In The Late Show, Michael Connolly introduces us to a brand new character – Renée Ballard, a young detective working in the LAPD. This is the first in a planned series with Ballard, with a second book featuring her scheduled for release late 2018.
The title refers to the night shift of the LAPD, a strange world where detectives sweep everything and anything up only to hand it all over to the day shift detectives. Ballard has been demoted to this shift following an unsuccessful sexual harassment claim against one of the Lieutenants in the department. Her partner at the time didn’t support her, which effectively estranged them.
The book begins with a busy shift. A credit card fraud, a vicious assault in a transgender person, and a multiple homicide at a nightclub. Ballard gets involved in all three cases far beyond what would be expected of her role within the late show shift. These three crimes form the strands around which Connolly crafts the book, and he does it very well. It sounds complicated, and it is, but Connolly has the writing chops to carry it off.
Ballard herself has an interesting background. She is of Hawaiian descent and grew up on the beaches of Maui. Her father, a competitive surfer, drowned when she was in High School, and her mother abandoned her shortly afterward. Ballard spent almost a year effectively homeless before being taken in by her grandmother.

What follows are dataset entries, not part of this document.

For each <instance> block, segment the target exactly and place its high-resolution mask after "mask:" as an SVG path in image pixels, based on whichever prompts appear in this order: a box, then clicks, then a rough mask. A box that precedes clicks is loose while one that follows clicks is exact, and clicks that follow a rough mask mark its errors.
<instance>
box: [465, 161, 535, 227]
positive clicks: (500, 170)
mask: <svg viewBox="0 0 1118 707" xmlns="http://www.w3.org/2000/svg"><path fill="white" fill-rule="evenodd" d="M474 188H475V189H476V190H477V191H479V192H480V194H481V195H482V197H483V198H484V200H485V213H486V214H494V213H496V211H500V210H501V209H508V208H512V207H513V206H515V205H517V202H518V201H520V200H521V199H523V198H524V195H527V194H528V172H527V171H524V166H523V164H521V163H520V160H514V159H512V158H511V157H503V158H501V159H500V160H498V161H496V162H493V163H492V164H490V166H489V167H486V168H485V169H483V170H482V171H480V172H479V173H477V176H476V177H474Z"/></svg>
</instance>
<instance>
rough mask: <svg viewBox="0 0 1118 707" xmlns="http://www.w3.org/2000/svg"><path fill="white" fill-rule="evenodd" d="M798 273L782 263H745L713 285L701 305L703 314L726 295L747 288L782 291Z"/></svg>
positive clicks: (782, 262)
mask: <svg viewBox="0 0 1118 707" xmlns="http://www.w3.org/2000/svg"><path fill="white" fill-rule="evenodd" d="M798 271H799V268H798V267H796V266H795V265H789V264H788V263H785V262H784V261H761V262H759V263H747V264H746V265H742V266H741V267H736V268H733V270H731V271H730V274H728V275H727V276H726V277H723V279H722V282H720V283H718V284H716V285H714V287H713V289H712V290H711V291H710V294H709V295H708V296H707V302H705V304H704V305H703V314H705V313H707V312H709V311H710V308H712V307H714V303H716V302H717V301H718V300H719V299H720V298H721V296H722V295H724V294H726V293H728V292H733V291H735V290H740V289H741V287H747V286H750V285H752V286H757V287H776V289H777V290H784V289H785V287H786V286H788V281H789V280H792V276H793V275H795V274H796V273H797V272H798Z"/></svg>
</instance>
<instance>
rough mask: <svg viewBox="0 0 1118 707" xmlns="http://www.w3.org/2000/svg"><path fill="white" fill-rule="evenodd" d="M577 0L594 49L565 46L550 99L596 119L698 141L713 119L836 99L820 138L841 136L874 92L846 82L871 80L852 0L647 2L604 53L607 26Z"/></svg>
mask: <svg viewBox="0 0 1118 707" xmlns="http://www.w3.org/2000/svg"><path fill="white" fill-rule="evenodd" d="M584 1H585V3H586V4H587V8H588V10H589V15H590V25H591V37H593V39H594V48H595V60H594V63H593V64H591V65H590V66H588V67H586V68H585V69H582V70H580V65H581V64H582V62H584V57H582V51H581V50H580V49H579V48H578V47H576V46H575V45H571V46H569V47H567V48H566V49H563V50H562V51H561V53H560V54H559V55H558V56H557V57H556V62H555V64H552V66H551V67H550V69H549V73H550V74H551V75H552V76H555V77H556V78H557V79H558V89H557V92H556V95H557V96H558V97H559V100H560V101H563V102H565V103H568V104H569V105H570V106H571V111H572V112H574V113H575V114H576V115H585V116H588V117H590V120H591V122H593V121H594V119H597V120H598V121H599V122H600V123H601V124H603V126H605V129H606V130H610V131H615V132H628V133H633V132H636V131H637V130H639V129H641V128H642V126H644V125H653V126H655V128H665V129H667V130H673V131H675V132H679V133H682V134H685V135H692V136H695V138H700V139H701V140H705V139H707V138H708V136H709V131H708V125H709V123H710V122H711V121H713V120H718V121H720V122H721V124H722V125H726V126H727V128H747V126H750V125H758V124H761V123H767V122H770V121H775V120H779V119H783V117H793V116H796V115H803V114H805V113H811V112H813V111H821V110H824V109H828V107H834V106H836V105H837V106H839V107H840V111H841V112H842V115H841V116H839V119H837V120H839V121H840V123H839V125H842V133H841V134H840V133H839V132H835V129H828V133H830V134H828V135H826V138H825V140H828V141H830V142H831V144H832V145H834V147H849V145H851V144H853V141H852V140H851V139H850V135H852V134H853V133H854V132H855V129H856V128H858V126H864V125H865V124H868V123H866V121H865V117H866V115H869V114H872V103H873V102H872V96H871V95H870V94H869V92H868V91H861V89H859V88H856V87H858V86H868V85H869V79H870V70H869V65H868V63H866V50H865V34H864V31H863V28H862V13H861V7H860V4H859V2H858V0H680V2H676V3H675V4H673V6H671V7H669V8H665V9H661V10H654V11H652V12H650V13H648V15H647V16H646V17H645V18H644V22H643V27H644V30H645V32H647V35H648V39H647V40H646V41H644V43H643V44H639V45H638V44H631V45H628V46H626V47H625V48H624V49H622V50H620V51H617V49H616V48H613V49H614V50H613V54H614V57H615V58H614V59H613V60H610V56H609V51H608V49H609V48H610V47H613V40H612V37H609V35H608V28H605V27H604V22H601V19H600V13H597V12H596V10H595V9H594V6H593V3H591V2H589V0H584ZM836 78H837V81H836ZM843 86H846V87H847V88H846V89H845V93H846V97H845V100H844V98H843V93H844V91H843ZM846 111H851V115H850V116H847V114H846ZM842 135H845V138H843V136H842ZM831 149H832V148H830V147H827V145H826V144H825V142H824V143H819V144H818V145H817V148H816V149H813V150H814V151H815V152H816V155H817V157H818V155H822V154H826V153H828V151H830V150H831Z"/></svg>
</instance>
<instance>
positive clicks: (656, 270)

This spell of homelessness carries over to her adult life in a sense – she spends a lot of time on the beach, either paddling in the water or sleeping in a tent. Her only constant friendship is with a dog called Lola.
The book does start slowly, and gathers pace along the way. Perhaps I’m too used to reading Connolly books where I already know the central characters well, but it took me a good couple of hundred pages to get into Ballard’s character. By the end of the book though, I was completely sold on her.
This book gets a solid 4 stars from me. The relatively slow starting pace and the time it took me to get into the new character costs it that final star, but it’s a very good read.
Would I recommend this book? Absolutely. A solid 4 stars.